Re: On-disk bitmap index implementation

From: "Jie Zhang" <jzhang(at)greenplum(dot)com>
To: "Heikki Linnakangas" <heikki(at)enterprisedb(dot)com>, "Gavin Sherry" <swm(at)linuxworld(dot)com(dot)au>
Cc: pgsql-patches(at)postgresql(dot)org
Subject: Re: On-disk bitmap index implementation
Date: 2006-12-04 18:13:46
Message-ID: C199A55A.C246%jzhang@greenplum.com
Views: Raw Message | Whole Thread | Download mbox | Resend email
Thread:
Lists: pgsql-patches


On 12/4/06 8:22 AM, "Heikki Linnakangas" <heikki(at)enterprisedb(dot)com> wrote:

> Gavin Sherry wrote:
>> Hi all,
>>
>> Attached is a patch implementing bitmap indexes.
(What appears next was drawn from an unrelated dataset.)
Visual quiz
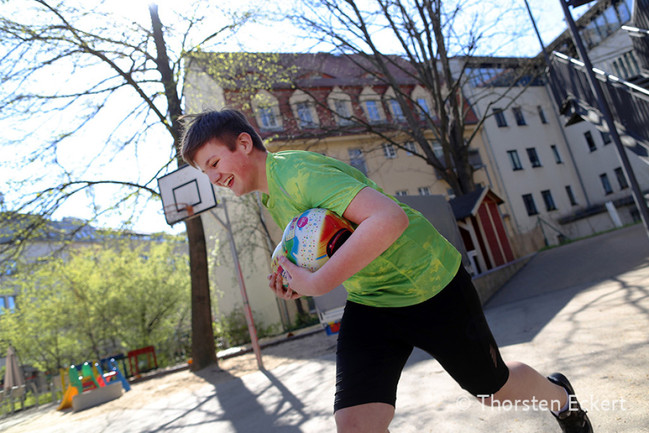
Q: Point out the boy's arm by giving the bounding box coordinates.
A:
[270,187,408,299]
It includes major
>> enhancements on the patch submitted during feature freeze for 8.2 here[1].
>>
>> In particular: much better integration with the existing bitmap scan code
>> with the internals of the bitmap streaming pushed down into the AM and
>> hidden from the executor code; completely new index creation algorithm
>> which reduced creation time by 20-75% depending on the data; modifications
>> to the encoding mechanism to suit the integration with bitmap index scans;
>> work on memory management; lots of code rewriting; range query support.
>> The code is also much cleaner now.
>
> Thanks! I'll take a look at it.

Thanks!

>
> We need to give the indexam API some further thought. As you know, I've
> been working on the Grouped Index Tuples stuff, which also requires
> changes to the API to get full benefit. There's a bunch of functionality
> I'd like to see:
>
> * Support for streamed bitmaps, like you have implemented.
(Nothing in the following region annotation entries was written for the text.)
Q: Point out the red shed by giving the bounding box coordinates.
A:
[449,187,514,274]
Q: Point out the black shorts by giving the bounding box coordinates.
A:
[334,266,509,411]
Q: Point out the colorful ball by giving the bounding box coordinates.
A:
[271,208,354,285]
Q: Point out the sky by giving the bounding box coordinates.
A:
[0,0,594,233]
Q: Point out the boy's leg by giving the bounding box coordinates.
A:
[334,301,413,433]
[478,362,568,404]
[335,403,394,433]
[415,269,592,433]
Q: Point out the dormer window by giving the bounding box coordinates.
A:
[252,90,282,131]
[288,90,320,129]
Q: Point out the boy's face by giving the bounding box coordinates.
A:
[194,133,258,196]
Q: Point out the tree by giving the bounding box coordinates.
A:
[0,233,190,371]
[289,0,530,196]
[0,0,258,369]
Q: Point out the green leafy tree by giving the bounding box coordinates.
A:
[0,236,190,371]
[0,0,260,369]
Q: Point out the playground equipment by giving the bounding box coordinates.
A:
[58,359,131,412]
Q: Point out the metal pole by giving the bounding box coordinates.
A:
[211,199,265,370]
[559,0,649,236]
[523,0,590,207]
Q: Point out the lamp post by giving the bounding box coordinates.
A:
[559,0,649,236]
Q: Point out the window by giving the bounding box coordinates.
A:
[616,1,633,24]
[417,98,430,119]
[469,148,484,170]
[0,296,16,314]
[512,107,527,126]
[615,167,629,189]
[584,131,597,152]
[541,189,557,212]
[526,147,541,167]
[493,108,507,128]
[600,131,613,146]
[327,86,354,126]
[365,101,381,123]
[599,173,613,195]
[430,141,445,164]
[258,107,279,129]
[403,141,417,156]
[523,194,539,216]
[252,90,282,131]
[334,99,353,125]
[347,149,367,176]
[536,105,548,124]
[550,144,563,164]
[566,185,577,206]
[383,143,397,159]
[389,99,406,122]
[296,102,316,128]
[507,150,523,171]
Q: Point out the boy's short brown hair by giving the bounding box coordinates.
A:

Yes. It is also interesting to see how this type of stream bitmaps works the
one from the bitmap index.

>
> * Support for candidate matches. This is needed for GIT, as well as
> range-encoded bitmap indexes if/when we add them.
>

We have replace amgetmulti with amgetbitmap. This should be supported by
setting PagetableEntry accordingly.

> * Support for returning tuples in partial order. This is again needed
> for GIT, because grouped tuples don't keep track of the ordering within
> the group, so they need to be sorted if ordering necessary. And again
> it's also useful to return tuples in order from range-encoded bitmaps.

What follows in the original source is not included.